"Vós sabei-lo como nós, tal como o espírito humano é feito, só se examina o que é justo quando a necessidade é igual para ambas as partes; mas se há um forte e um fraco, tudo o que é possível é feito pelo primeiro e aceite pelo segundo."
"Resposta dos habitantes da ilha de Melos aos Atenienses (Tucídides)"
Simone Weil gostava de citar esta passagem do livro de Tucídides sobre a guerra do Peloponeso.
Mas transposta esta lição para o conflito mais insanável da actualidade, vemos que o forte e o fraco não estão realmente sozinhos e não se comportam como os Melianos e os Atenienses. Nem Israel pode utilizar toda a sua força, nem os palestinianos do Hamas são obrigados a aceitar o que o inimigo lhes quer impor. Israel sabe muito bem que não está ao seu alcance uma vitória "definitiva", embora (ver o artigo do director de "O Público", de hoje) uma vitória definitiva fosse talvez menos destrutiva do que o estado de guerra permanente. A força, contra a opinião dos Melianos, não pode ser usada pelo mais forte até ao limite do seu poder. Mesmo a superpotência depende desse sistema mundial de equilíbrios precários que pode inibir completamente o "músculo" e reduzi-lo à impotência.
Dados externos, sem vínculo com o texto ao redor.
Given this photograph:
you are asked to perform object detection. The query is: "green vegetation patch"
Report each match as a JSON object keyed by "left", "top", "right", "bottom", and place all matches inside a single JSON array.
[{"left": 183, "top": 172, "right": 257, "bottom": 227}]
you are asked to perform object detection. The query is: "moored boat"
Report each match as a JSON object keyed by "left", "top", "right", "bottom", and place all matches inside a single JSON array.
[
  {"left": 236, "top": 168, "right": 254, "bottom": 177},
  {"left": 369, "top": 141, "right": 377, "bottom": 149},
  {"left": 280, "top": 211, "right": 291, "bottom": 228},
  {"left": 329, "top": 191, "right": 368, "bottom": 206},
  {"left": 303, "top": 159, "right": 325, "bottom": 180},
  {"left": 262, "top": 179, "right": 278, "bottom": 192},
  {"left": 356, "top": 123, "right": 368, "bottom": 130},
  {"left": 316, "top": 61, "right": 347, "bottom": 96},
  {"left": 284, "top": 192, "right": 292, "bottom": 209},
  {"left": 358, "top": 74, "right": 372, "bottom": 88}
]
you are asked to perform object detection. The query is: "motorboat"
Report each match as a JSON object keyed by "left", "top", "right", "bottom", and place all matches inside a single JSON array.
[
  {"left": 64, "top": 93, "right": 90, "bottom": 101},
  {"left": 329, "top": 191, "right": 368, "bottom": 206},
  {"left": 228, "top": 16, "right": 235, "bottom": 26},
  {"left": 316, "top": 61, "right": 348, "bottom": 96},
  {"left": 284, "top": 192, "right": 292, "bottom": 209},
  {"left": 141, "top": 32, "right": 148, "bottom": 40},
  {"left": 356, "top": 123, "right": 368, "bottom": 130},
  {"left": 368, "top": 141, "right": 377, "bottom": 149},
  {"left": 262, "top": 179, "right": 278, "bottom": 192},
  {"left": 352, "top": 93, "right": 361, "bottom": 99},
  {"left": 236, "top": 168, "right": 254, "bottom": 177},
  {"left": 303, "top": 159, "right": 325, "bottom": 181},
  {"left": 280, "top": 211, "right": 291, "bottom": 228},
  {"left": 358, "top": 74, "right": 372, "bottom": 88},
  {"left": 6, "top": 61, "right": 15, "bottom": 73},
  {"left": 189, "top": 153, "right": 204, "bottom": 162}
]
A fórmula meliana é porventura verdadeira para o poder absoluto, mas isso é coisa que não existe nos nossos tempos.
É em situações como esta em que o conflito se alimenta, de momento a momento, do que alguns chamam erros e outros actos de prepotência, mas que parecem inspirados, como na Ilíada, por deuses rivais a que nenhum Zeus vem impor uma decisão, que a razão parece mais carente de condições mínimas, sem as quais é tão importante para uma solução como qualquer parte do esqueleto que herdámos de outras épocas evolutivas.
A mistura explosiva de factores políticos e religiosos concentrada na espécie de bunker humano que é a região impõe aos que ainda acreditam no diálogo o mais impressionante dos desafios.
A crítica e a discussão racional que, com tão bons resultados, nos permitem escapar às consequências dos nossos erros e das nossas tentativas falhadas, quando se trata da ciência (Popper), parecem, num terreno tão minado pela causalidade catastrófica e pelas armadilhas ideológicas, ter sido sobrepujadas pela ferocidade das leis naturais.